With my Mother’s Itch : SHAPEin’ AfroWomanist Artivism
Chelenge Van Rampleberg’s ‘Long Way Home’ and Poems by Luceille Clifton
In her book, In Search of Our Mothers’ Gardens, Alice Walker, coined womanism as being “to feminist as purple is to lavender”; a womanist is “a black feminist or feminist of color, with outrageous, audacious, courageous, and willful behavior…committed to survival and wholeness of entire people, male and female”, who “loves music. Loves dance. Loves the Spirit. Loves love and food and roundness. Loves struggle. Loves the Folk” [1]. Along this vein, shape, line, texture, light and shadow are visual languages in Chelenge’s sculptures that engage with the poems of Lucille Clifton on matters of motherhood, womanhood, justice, environment, and memory.
[1] Alice Walker, “Dear Reader,” In Search of Our Mothers’ Gardens. (San Diego, Harcourt Brace Jovanovich, 1983), 10.

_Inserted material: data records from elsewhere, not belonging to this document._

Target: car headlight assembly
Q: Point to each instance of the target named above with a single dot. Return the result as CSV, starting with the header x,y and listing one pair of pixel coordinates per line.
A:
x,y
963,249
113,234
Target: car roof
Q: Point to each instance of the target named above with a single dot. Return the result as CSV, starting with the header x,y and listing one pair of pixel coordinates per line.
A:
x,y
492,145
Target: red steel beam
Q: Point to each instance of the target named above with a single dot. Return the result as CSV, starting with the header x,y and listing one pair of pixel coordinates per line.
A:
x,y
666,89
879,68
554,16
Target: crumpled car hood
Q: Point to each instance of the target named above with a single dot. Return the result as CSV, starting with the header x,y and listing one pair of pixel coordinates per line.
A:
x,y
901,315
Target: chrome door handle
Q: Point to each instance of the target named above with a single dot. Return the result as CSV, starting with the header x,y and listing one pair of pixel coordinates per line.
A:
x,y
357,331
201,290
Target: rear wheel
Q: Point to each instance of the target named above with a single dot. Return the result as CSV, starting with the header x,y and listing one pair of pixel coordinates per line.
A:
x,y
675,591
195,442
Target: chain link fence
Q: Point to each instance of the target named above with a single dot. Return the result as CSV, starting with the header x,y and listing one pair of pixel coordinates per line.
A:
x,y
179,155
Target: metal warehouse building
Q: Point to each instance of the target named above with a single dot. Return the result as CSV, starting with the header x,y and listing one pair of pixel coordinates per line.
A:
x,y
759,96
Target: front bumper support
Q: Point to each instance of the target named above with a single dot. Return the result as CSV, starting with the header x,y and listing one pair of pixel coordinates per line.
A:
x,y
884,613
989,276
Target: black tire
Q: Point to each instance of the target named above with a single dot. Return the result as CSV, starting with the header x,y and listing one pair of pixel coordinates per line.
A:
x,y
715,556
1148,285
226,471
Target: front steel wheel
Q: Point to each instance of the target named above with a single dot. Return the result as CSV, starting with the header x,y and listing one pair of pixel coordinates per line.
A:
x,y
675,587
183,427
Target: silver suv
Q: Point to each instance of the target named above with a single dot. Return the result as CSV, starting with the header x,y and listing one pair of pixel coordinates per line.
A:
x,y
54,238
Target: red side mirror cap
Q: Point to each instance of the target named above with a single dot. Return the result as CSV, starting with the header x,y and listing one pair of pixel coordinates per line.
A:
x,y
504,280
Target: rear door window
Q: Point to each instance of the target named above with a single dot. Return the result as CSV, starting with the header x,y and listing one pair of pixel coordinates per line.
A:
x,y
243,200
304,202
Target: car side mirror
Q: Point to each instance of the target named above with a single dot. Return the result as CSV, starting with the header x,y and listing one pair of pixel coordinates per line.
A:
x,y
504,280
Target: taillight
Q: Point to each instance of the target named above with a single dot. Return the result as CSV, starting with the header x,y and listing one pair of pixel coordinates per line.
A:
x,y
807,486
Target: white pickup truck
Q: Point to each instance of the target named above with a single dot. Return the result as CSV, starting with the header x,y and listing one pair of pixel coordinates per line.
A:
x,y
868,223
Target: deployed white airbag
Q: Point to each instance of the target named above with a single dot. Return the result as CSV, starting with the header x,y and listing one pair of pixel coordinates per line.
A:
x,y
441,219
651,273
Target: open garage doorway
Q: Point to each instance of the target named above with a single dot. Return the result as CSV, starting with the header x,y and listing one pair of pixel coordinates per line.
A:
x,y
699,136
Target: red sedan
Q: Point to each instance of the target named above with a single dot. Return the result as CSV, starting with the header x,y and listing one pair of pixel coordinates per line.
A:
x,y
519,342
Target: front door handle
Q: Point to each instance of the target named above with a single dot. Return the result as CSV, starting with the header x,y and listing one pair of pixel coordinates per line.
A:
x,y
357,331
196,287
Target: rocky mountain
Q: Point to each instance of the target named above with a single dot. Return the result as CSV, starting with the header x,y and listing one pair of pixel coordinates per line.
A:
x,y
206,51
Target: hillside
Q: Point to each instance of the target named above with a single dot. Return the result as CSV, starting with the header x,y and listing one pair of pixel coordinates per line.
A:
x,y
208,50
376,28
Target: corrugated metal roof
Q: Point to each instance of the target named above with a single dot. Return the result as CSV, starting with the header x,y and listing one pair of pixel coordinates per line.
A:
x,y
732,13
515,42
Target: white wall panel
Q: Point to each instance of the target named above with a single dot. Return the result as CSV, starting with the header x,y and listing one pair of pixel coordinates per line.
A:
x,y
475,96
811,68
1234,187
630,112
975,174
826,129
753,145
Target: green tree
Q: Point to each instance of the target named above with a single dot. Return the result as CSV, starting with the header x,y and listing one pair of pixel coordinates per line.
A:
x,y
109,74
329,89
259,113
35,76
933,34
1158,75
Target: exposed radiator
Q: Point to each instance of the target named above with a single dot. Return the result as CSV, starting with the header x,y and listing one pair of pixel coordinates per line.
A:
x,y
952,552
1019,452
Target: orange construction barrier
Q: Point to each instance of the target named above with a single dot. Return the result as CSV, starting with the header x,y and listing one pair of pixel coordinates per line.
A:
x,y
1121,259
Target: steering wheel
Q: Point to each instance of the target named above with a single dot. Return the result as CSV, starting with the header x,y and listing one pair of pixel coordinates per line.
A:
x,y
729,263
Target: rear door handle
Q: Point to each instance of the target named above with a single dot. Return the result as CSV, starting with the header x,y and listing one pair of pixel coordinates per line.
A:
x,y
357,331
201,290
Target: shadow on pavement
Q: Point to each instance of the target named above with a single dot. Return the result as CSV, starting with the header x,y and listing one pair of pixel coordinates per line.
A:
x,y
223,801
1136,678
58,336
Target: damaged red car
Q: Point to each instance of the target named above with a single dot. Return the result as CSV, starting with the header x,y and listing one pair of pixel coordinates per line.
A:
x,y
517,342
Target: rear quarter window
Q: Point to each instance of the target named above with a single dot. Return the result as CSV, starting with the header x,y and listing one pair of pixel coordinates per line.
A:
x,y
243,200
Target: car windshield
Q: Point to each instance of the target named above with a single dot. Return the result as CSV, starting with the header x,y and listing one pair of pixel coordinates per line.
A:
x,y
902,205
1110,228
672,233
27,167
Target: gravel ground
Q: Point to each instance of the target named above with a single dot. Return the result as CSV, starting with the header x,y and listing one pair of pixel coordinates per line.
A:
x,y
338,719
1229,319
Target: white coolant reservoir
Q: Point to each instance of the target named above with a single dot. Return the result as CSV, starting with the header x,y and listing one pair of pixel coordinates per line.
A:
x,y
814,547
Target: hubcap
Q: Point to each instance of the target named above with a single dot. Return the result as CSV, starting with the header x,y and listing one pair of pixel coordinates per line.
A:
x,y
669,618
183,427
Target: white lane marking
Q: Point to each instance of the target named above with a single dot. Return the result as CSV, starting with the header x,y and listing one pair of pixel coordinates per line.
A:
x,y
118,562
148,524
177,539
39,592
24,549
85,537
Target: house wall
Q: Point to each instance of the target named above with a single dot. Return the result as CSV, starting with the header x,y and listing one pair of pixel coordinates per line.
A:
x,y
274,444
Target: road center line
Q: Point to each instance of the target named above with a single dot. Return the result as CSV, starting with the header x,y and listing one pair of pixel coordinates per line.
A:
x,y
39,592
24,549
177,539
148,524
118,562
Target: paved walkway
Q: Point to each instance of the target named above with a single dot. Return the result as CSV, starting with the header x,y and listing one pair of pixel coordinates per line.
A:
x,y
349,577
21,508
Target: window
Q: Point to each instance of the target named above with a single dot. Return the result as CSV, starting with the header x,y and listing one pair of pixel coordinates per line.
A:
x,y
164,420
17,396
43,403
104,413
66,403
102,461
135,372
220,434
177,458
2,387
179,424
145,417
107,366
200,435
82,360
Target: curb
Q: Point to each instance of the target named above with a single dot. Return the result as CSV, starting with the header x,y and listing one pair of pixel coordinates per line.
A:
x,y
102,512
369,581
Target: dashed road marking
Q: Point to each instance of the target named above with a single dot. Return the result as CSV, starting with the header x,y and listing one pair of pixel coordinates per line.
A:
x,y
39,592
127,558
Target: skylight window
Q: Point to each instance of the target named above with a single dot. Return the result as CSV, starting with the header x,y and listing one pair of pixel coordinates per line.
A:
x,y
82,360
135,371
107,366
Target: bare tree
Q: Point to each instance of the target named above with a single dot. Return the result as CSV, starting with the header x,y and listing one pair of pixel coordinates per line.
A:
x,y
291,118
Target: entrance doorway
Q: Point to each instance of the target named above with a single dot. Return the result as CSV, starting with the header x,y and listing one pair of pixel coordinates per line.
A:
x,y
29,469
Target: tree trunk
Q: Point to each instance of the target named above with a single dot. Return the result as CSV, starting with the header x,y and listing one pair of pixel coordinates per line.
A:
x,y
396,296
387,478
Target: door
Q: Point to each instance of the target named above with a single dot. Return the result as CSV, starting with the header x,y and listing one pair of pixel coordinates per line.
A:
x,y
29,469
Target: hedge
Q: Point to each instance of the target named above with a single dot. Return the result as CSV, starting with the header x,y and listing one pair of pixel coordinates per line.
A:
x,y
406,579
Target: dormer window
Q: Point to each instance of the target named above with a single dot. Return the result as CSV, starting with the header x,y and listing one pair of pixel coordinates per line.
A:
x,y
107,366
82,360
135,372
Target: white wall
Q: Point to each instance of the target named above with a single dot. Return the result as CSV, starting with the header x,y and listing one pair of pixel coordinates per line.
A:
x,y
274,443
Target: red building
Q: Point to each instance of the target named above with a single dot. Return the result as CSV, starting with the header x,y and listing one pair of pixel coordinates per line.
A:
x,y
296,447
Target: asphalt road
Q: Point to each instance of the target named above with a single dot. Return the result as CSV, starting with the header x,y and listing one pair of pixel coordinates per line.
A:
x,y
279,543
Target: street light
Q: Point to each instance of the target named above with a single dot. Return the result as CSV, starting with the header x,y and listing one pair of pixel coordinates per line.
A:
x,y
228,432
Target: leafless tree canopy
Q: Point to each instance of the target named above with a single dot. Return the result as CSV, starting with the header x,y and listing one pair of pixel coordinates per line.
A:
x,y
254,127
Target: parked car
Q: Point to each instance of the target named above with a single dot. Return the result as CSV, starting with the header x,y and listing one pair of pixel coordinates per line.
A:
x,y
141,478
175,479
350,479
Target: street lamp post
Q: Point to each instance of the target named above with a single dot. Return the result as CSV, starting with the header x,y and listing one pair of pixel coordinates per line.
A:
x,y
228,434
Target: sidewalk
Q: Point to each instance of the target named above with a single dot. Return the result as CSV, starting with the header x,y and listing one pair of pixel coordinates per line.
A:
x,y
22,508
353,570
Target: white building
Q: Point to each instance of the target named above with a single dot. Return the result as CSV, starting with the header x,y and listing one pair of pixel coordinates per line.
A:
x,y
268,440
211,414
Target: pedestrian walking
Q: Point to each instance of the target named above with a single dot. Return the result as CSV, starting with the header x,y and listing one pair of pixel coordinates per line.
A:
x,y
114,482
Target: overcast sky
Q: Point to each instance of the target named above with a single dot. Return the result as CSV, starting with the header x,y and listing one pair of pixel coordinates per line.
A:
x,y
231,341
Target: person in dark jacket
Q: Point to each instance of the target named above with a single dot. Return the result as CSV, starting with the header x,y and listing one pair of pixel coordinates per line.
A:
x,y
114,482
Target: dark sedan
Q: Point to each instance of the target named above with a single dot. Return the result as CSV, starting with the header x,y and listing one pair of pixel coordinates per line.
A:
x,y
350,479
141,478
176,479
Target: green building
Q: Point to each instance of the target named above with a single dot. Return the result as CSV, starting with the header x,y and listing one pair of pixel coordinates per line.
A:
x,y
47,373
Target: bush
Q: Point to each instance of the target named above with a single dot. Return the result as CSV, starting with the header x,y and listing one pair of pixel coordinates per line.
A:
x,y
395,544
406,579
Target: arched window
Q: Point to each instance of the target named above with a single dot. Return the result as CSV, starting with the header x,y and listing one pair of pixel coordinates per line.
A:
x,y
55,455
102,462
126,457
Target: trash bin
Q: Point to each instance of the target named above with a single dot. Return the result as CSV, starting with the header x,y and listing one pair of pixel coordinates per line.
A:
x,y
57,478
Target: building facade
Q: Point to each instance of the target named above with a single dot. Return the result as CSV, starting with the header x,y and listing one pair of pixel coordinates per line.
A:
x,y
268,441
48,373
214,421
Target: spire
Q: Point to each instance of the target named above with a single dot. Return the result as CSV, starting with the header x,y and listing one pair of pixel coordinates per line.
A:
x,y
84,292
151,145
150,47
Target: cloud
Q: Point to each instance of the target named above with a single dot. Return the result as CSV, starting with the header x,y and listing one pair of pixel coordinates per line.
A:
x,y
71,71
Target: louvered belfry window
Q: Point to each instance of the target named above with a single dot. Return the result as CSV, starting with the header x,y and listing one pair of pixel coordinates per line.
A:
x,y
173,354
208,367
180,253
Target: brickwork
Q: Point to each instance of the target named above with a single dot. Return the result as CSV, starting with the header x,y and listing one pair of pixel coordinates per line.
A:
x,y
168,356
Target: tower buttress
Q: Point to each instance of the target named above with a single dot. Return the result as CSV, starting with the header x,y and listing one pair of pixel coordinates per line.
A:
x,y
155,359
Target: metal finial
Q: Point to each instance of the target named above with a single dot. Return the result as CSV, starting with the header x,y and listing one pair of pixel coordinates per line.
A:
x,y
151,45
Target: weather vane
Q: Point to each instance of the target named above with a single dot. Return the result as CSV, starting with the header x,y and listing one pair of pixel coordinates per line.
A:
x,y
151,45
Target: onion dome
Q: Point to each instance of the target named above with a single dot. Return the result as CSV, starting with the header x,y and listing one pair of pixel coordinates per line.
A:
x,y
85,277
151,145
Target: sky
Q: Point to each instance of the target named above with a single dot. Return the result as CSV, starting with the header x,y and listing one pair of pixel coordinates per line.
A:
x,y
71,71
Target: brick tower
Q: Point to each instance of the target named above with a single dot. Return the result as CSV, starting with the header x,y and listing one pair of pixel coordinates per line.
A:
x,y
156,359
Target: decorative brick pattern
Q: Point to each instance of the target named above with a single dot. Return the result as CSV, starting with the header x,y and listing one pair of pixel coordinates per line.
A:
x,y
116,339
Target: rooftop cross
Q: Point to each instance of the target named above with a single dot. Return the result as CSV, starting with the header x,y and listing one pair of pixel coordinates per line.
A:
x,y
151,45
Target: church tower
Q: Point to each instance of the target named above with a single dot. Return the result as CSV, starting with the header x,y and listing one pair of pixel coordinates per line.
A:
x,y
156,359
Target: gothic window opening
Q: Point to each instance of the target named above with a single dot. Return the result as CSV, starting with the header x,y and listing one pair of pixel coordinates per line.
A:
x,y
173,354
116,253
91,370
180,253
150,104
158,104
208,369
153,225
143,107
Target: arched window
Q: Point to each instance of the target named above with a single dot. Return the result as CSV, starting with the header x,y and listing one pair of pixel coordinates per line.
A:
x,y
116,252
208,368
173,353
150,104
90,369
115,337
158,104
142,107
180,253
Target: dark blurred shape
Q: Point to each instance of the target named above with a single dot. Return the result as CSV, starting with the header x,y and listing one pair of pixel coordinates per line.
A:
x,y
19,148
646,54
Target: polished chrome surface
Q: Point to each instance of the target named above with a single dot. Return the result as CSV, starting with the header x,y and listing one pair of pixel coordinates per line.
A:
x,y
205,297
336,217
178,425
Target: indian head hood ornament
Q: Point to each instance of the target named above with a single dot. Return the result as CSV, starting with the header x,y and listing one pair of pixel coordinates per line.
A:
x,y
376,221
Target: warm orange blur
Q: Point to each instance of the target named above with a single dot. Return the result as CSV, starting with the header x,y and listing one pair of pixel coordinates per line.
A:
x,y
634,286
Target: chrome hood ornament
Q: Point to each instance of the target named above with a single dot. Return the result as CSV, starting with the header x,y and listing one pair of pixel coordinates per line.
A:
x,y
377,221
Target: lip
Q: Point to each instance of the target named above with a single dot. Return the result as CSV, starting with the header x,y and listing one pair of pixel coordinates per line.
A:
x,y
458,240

The sculpture above is titled, My Mum and I (Mama Yangu na Mimi), from 1985, and is made of Avocado (Mparachichi) wood from Van Rampleberg’s family lands. The mother’s itch described by womanist poet and mother, Lucille Clifton, is imprinted, wrinkled, scratched and nicked into the surface of the light avocado wood. In Chelenge’s sculpture, the mothers upward gaze and open mouth convey a feeling of love-led burden, the weight and responsibility of devoted love between mother and cild. She sculpts a child cradled snugly against its mothers chest to breastfeed, carving one branch into two joined bodies. Shape and line offer the nursing child like a new sprout from its mothers chest, modeling the miracle of two bodies becoming one. The child’s hand presses deep into the mothers side creating wrinkle lines, Chelenge’s use of shape and line suggest that mother and child impact each other, that the memories we hold leave traces on us, and that history confronts us with ourselves.
Black Beauty (Mrembo Mweusi), 2004, Sikitoi
The Man I and The Man II, pictured below, are two of Chelenge’s earliest sculptures made in 1992. Hewn from the branch of an Avocado Tree (Mparachichi), she (re)arranges physical features on faces to complicate viewers’ perception of familiar and expected facial patterns. Her use of shape to perplex passive viewing is a clever exercise to for viewers to engage in the conceptual work of visual arts to think critically about the assumptions which follow perception, and about representations of race as constitutive.
Chelenge shared remarkable artworks from the full span of her career in woodcut print, painting, and sculpture. I chose to focus on the later in my writing because her conduction of light, shadow, texture and line as a visual language both challenged and deeply inspired my viewing of sculptures and my formal analysis.